CVaR: Die Abkürzung steht für Conditional Value-at-Risk, eine Weiterentwicklung der klassischen Risikokennziffer Value-at-Risk (siehe auch VaR-Musterdepot). Der CVaR berücksichtigt neben der Wahrscheinlichkeit für große Kursabweichungen auch die Höhe der möglichen Verluste. Robo-Advisors wie Whitebox setzen den CVaR zur Portfoliooptimierung ein.

ETC: Abkürzung für Exchange Traded Commodity, zu Deutsch börsengehandelter Rohstoff. ETCs bieten die Möglichkeit, zum Beispiel von einem Anstieg der Edelmetallpreise zu profitieren. Zu den hierzulande beliebtesten ETCs zählt das Produkt Xetra Gold.

ETF: Kürzel für den englischen Begriff Exchange Traded Fund, zu Deutsch börsengehandelter Fonds. Diese Finanzprodukte werden auch passive Fonds genannt. Denn in der Regel folgen sie einem Börsenindex wie dem DAX im Verhältnis eins zu eins und weisen im Vergleich zu aktiven Fonds deutlich niedrigere Gebühren auf.

Faktorprämie: Merkmal eines Wertpapiers, das statistisch identifizierbar als Treiber von Rendite und Risiko fungiert. Als bekannteste Faktorprämien, die tendenziell höhere Renditen versprechen, gelten Small Size (kleine Aktiengesellschaften) und Value (günstig bewertete Unternehmen, sog. Substanzwertaktien).

Fintech: Zusammengesetztes Wort aus den Begriffen "Finanzdienstleistung" und "Technologie". Als Fintechs werden Unternehmen bezeichnet, die herkömmliche Bankdienstleistungen durch Technologie vereinfachen und verändern wollen. Auch Banken gründen eigene Fintechs oder kaufen/beteiligen sich an Start-ups.

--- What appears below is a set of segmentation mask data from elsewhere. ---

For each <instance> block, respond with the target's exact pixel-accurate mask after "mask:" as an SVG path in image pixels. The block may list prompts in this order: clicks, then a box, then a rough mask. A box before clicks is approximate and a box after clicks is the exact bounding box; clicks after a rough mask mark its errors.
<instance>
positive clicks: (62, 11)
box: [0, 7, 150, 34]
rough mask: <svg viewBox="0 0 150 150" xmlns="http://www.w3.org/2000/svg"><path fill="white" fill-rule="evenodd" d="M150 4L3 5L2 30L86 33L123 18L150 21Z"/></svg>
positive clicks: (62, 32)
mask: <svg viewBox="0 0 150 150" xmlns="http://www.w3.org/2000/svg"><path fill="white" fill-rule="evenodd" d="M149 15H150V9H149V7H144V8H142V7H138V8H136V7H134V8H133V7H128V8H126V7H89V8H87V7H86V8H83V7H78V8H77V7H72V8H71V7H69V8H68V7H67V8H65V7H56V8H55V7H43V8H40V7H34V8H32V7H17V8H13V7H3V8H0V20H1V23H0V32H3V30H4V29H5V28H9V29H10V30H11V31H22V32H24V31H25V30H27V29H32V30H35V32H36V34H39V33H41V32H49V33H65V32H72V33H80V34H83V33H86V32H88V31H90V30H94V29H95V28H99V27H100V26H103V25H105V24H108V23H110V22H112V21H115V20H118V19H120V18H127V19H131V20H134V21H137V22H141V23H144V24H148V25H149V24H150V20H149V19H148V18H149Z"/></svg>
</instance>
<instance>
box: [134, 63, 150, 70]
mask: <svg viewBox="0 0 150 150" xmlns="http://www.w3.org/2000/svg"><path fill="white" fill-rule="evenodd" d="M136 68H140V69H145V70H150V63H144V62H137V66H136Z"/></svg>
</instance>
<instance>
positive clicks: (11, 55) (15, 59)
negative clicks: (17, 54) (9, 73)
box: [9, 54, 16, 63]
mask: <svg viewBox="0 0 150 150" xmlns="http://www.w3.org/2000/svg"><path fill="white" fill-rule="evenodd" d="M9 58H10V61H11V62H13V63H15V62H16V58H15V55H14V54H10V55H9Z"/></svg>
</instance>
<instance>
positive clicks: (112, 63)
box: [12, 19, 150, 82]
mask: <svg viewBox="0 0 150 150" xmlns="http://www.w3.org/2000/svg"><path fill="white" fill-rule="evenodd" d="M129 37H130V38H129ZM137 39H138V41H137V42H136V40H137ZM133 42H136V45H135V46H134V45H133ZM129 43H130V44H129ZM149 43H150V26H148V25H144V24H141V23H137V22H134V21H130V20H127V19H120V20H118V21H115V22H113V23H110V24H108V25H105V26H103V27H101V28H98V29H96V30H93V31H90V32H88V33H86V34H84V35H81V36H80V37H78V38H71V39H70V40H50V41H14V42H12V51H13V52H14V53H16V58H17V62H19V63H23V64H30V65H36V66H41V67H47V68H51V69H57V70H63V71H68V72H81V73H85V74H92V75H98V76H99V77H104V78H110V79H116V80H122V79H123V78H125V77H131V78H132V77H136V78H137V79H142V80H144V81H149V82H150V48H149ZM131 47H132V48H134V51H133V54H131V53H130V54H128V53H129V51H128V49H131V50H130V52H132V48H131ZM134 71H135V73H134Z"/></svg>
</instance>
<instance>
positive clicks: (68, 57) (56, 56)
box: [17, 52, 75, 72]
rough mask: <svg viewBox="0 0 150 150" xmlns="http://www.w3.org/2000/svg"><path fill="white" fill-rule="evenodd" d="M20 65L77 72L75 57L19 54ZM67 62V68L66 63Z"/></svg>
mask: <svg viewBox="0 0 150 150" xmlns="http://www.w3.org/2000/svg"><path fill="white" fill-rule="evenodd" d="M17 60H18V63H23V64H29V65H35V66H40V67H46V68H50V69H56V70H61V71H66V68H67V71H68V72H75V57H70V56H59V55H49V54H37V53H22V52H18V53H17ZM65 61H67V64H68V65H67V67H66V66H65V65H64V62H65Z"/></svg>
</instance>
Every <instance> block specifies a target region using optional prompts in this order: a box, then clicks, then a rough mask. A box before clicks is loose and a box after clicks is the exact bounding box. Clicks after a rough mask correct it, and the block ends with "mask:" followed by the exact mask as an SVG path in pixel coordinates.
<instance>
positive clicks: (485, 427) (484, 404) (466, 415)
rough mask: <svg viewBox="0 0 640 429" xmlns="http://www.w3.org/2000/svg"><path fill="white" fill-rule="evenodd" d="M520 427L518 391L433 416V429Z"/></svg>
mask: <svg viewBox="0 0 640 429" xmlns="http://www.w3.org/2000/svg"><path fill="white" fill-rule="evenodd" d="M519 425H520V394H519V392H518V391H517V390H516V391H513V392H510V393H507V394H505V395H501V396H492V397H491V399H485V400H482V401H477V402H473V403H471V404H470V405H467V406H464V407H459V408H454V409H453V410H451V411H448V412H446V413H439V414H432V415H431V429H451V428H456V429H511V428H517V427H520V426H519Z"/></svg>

Rebalancing: Das Zurücksetzen eines Depots in seine Ursprungskonstellation. Wichtiges Mittel zur Depotpflege, damit die Ausrichtung der Vermögensanlage (defensiv, moderat, offensiv) auch nach vielen Jahren noch mit dem persönlichen Anlageplan übereinstimmt. Die meisten Robo-Advisors rebalancieren die Depots ihrer Kunden regelmäßig oder wenn von gewissen Quoten abgewichen wird.

Volatilität: Schwankungsbreite einer Wertpapieranlage und häufig als Maß für das Anlagerisiko verwendet.